The support scheme has limited a typical household energy bill to £2,500 since October, but this was due to increase to £3,000 in April. The scheme will now be extended at £2,500 for another three months.
However, bill payers still face having to find an extra £67 a month to pay their energy bills from April when the Energy Bill Support Scheme – which has seen households receive six monthly payments of £66 or £67 direct to their energy accounts – comes to an end.
In further signs of the pressure easing, from July, lower wholesale gas prices are expected to feed through further to customers. Wednesday’s announcement will help to bridge the gap until this happens.
A planned 11p rise in fuel duty will be cancelled, maintaining last year’s 5p cut for another 12. The Government said this will save a typical driver another £100 on top of the £100 saved so far since last year’s cut.
Funding to fix potholes across England will be boosted by £200 million. The Government’s Potholes Fund will be increased to £700 million in the 2023/24 financial year.
– Pubs and their customers
The generosity of draught relief has been extended, so that the duty on an average draught pint of beer served in a pub both does not increase from August and will be up to 11p lower than the duty in supermarkets.
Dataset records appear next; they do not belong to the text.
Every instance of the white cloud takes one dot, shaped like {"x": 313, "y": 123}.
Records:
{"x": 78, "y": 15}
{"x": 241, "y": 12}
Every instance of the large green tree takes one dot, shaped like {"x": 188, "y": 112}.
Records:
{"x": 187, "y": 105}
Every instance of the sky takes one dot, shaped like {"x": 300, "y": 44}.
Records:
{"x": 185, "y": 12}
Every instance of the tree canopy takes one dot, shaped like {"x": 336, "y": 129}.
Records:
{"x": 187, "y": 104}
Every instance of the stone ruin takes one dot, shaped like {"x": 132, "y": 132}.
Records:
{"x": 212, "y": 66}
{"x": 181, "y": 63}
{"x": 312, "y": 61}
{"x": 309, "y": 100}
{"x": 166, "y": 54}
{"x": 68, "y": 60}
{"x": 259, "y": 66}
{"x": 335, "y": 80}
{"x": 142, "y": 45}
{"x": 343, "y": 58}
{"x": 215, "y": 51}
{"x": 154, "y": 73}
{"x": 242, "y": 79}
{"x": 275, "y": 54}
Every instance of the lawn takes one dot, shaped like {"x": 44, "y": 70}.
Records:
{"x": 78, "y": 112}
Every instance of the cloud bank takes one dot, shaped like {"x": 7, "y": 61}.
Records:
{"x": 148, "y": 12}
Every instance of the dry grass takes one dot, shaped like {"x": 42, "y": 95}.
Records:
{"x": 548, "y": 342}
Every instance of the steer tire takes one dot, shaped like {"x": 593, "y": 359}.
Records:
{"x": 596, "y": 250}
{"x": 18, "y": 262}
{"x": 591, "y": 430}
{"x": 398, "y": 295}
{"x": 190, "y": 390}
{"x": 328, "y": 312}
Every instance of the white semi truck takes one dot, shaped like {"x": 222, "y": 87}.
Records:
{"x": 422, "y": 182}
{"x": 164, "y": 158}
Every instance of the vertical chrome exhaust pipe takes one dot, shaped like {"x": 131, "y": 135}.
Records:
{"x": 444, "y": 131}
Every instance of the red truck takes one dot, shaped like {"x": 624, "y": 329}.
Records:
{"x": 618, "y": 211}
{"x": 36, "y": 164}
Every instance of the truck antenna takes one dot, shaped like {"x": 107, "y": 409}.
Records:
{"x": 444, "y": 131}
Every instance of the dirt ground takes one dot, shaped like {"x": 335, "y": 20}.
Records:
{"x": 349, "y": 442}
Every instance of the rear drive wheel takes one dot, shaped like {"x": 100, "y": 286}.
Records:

The commitment to duty on a pub pint being lower than at the supermarket has been termed the “Brexit pubs guarantee” by the Government.
– Leisure centres
Some £63 million will help leisure centres with swimming pools meet energy costs and become more efficient.
– Some benefits claimants
Amid efforts to encourage people into the workplace, there will be a ramping up of sanctions for claimants who do not look for or take up employment.
Budget documents said that the Government is strengthening the way the sanctions regime is applied, including ensuring that work coaches have the tools and training to implement sanctions as effectively as possible, including for failing to take up a job.
Annual subscription limits for tax-free Isas will remain frozen at £20,000, at a time when surging inflation has been eroding the real value of people’s savings.
The Chancellor has resisted demands from Conservative MPs, including Boris Johnson, to scrap April’s increase in corporation tax from 19% to 25%.
However, he has promised a generous set of reliefs to help firms reduce their bills.
A new policy of “full expensing” will mean that every pound a company invests in IT equipment, plant or machinery can be deducted in full and immediately from taxable profit.
Some commentators have urged more action to support the housing and rental markets.
Nick Leeming, chairman of estate agent Jackson-Stops said: “Measures such as offering a tax break incentive for downsizers – or indeed right-sizers – to find a home that suits their changing lifestyle, would free up much needed housing stock at the middle and upper end of the market, and one that could be well received amongst older homeowners who are suffering most with high energy costs.”
Polly Neate, chief executive of Shelter, said: “The Chancellor could have put an end to spiralling homelessness, but instead he’s stuck his head in the sand.”
She added: “Yet again we have a Budget that does nothing to help struggling renters who are drowning in debt and rapidly rising rents.”